Un an après votre tentative de passage en force par voie d'amendement dans un texte qui avait déjà entamé sa navette, et alors même que l'Assemblée s'y est démocratiquement opposée, vous continuez de vous acharner pour tenter de bouleverser tout notre système de sûreté nucléaire sans apporter une once de preuve crédible de la pertinence d'un tel projet.
Vous répétez qu'une entité unique sera plus efficace pour accélérer le processus mais sans nous expliquer comment et en balayant de manière désinvolte toutes les recherches en management des organisations qui montrent qu'une telle réforme serait un échec technique et humain. Est-ce que ce texte accélérera la relance du nucléaire ? Rien n'est moins sûr. Est-ce qu'il dégradera la robustesse de nos modèles de sûreté et de sécurité ? On peut avoir quelques certitudes.
Vous vous appuyez sur le rapport de l'Opecst, qui certes pose de bonnes questions mais ne donne pas le début d'une démonstration que le système dual actuel dysfonctionne, ni de preuve qu'une réforme aboutirait à une organisation plus efficace. Ce choix de tout bousculer, décidé en petit comité à l'Élysée sur la base d'un rapport tenu secret, est irresponsable. Nous parlons ici de sûreté nucléaire. Nous ne pouvons pas faire des paris précipités sur un tel sujet, qui engage la sécurité de la population. Si le Parlement fonctionnait de manière déterministe et pas probabiliste, vous devriez supporter la charge de la preuve et non délivrer des incantations à une prétendue amélioration continue.
Notre modèle fonctionne et est reconnu partout à l'international et, de l'avis majoritaire des acteurs de la sûreté, votre réforme est inutile et dangereuse. Vouloir remettre en cause notre système alors même que vous vous apprêtez à relancer la filière du nucléaire, alors même que l'ASN et l'IRSN travaillent à la pénible ouverture de Flamanville et au moment où les effectifs sont mobilisés pour la prolongation du parc existant, c'est tout simplement une folie.

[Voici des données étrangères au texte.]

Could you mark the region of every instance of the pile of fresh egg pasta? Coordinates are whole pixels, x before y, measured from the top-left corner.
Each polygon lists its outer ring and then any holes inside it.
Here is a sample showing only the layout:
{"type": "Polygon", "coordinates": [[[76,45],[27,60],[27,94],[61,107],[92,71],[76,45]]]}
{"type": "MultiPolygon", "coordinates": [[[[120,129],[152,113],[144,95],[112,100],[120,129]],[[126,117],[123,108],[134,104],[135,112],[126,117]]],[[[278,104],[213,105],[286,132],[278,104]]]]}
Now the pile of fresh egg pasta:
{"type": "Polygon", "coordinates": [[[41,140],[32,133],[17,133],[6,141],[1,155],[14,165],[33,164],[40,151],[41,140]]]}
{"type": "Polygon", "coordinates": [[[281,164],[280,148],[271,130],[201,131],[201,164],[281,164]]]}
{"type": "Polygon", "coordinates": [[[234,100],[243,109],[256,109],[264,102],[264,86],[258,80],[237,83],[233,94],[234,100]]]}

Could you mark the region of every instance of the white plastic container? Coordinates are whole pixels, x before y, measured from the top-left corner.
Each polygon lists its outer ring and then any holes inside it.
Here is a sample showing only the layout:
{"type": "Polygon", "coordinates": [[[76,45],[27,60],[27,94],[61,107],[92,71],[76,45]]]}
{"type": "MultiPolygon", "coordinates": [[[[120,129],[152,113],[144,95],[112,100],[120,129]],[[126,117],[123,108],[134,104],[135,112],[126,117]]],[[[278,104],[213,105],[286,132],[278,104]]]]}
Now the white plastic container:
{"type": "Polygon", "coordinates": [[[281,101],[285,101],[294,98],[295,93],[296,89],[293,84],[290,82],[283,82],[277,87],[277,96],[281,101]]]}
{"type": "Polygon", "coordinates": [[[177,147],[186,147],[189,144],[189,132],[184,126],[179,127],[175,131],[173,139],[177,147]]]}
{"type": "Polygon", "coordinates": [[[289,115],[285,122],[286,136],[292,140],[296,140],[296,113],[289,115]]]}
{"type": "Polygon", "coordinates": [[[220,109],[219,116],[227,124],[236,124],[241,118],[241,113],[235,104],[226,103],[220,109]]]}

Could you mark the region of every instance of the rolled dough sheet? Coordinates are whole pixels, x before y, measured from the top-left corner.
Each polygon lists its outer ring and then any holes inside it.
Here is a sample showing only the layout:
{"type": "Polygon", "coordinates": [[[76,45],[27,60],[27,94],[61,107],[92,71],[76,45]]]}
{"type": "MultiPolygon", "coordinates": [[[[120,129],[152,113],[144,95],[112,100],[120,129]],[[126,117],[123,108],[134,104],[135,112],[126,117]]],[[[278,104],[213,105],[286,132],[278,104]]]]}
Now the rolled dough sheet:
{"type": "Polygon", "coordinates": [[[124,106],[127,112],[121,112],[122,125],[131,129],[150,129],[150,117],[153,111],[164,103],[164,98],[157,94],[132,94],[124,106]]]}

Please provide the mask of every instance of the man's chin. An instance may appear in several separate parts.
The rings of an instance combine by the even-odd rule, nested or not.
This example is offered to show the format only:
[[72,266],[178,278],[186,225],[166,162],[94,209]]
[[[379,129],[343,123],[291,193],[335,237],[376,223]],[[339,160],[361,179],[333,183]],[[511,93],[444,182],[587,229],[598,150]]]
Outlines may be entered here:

Cette réforme n'accélérera rien et n'améliorera rien. Au contraire, elle dégradera fortement l'autonomie, l'impartialité, la qualité d'expertise et la recherche transverse, mais aussi la fluidité du dialogue et des processus de décision et surtout la transparence et l'interaction avec la société civile, pourtant indispensables dans une période de relance de l'industrie du nucléaire. Au moment du plan Messmer, il existait déjà une dualité entre l'expertise de l'IPSN (Institut de protection et de sûreté des installations nucléaires) et le décideur, le SCSIN (Service central de sûreté des installations nucléaires). Un tel recul en matière d'expertise et de transparence du système de gouvernance des risques nucléaires et radiologiques serait tout simplement une catastrophe. Les démissions en cascade des salariés de l'expertise nucléaire depuis l'annonce de cette réforme devraient vous amener à réfléchir.
Nous sommes le seul pays où l'on va séparer la sécurité et la sûreté. Au lieu de simplifier, on complexifie. Comme le dit si bien Jean-Claude Delalonde, président de l'Anccli (Association nationale des comités et commissions locales d'information), ce qui doit nous animer collectivement, pro comme antinucléaires, c'est bien le maintien d'un haut niveau de sûreté et du lien de confiance avec les citoyens. Je vous enjoins donc à faire collectivement bloc contre cette réforme et à limiter ses effets absolument dévastateurs.